Письмо, посланное Дашковой императрице, резко контрастирует с образом силы, гордости и решительности, в котором она предстает в «Записках»: «Я себя и с моими младенцами повергаю к монаршим стопам вашим: воззрите, всемилостивейшая государыня, милосердым оком на плачущую вдову с двумя сиротами, прострите щедрую руку и спасите нас, несчастных, от падения в бедность» [226] . Она также решила покинуть Петербург как можно скорее, избегая тем самым огромных расходов, связанных с жизнью при дворе, поскольку окружавшие монарха придворные должны были тратить гигантские суммы, чтобы поддерживать свое положение в обществе. Когда у нее появились деньги, Дашкова купила меблированный дом на Фонтанке в слободе Семеновского полка и вскоре стала сдавать его внаем.
226
Огарков В. В. Е. Р. Дашкова. С. 43.
Все средства, которые Дашкова имела в своей жизни, она смогла приобрести и сохранить только благодаря собственным усилиям. Всегда практичная и прагматичная, она сводила расходы к минимуму, а ее стремление на всем экономить и бережливость — результат неуверенности и неопытности — создали ей репутацию скупой и скаредной. Екатерина называла ее скрягой, прячущей деньги [227] . Рассказывали, что по воскресеньям Дашкова часто обедала у своей сестры Марии, вышедшей замуж за Петра Бутурлина. Семейное предание утверждало, что Дашкова очень любила лимонад, поэтому рядом с ее тарелкой всегда клали большой лимон.
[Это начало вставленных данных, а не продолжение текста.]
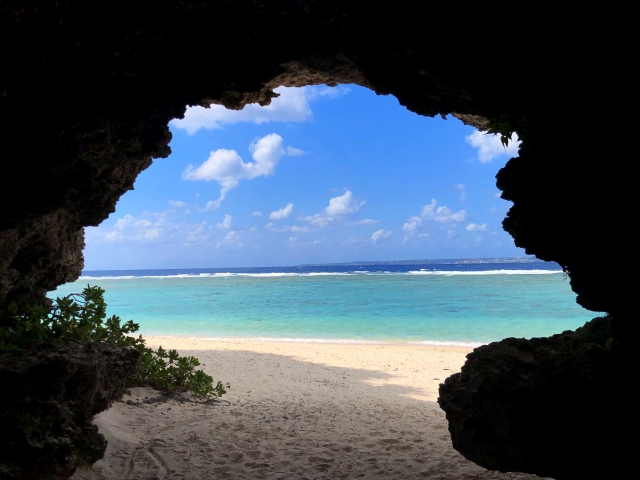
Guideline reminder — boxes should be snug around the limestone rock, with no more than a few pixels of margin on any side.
[0,343,140,480]
[438,317,625,480]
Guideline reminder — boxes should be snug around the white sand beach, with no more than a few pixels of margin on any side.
[73,337,538,480]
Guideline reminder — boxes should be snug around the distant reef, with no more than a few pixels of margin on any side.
[301,257,562,269]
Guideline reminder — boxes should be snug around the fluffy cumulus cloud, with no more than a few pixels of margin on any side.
[216,215,233,230]
[420,198,467,223]
[86,210,250,248]
[402,198,467,243]
[371,230,393,243]
[182,133,298,210]
[305,190,366,227]
[216,230,244,248]
[269,203,293,220]
[464,130,520,163]
[466,223,487,232]
[287,147,305,157]
[453,183,467,202]
[348,218,378,225]
[170,86,349,134]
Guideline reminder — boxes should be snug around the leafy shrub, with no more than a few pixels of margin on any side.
[0,286,226,401]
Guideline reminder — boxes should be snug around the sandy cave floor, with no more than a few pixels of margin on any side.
[72,337,539,480]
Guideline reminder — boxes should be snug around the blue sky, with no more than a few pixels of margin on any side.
[85,85,524,270]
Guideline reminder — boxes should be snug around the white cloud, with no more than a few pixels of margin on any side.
[267,223,311,233]
[216,215,233,230]
[326,190,366,217]
[349,218,379,225]
[453,183,467,202]
[217,230,243,248]
[305,190,366,227]
[464,130,520,163]
[287,147,306,157]
[371,230,393,243]
[402,216,422,232]
[402,199,467,243]
[170,86,349,135]
[269,203,293,220]
[466,223,487,232]
[182,133,284,210]
[86,210,213,245]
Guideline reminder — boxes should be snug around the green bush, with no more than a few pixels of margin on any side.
[0,286,226,401]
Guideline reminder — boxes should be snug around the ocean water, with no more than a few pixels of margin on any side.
[50,262,597,345]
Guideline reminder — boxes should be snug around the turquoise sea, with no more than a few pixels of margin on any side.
[50,263,597,345]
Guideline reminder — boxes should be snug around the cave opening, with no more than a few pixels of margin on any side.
[49,84,592,345]
[0,4,624,479]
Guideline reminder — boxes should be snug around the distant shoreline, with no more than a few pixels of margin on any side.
[82,257,561,275]
[300,257,560,267]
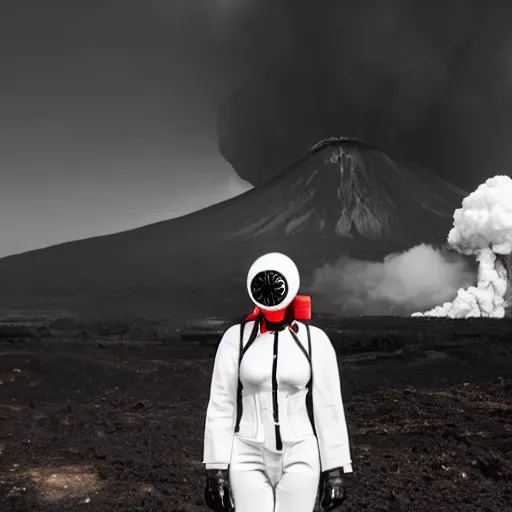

В конце еды она клала совершенно выжатую лимонную кожуру в карман — для дальнейшего использования [228] .
227
Храповицкий А. В. Памятные записки. С. 268.
228
Бутурлин М. Д. Очерк жизни гр. Д. П. Бутурлина. С. 376–386.
Дашковой стало ясно, что из-за финансовых проблем и направленных против нее придворных интриг она не может больше оставаться в столице, несмотря на протекцию Панина. Сэр Джордж Макартни писал по этому поводу: «Вы знаете, что г-н Панин считается всеми ее настоящим отцом, и в самом деле, несмотря на все ее причуды, он всегда смотрел на нее с родительской нежностью. Те, кто желал добра и ему, и его фаворитке, советовали ей покинуть Петербург; пока она оставалась в городе, он часто бывал с ней» [229] .
229
СИРИО. Т. 12. С. 202 (18/29 марта 1765 г.).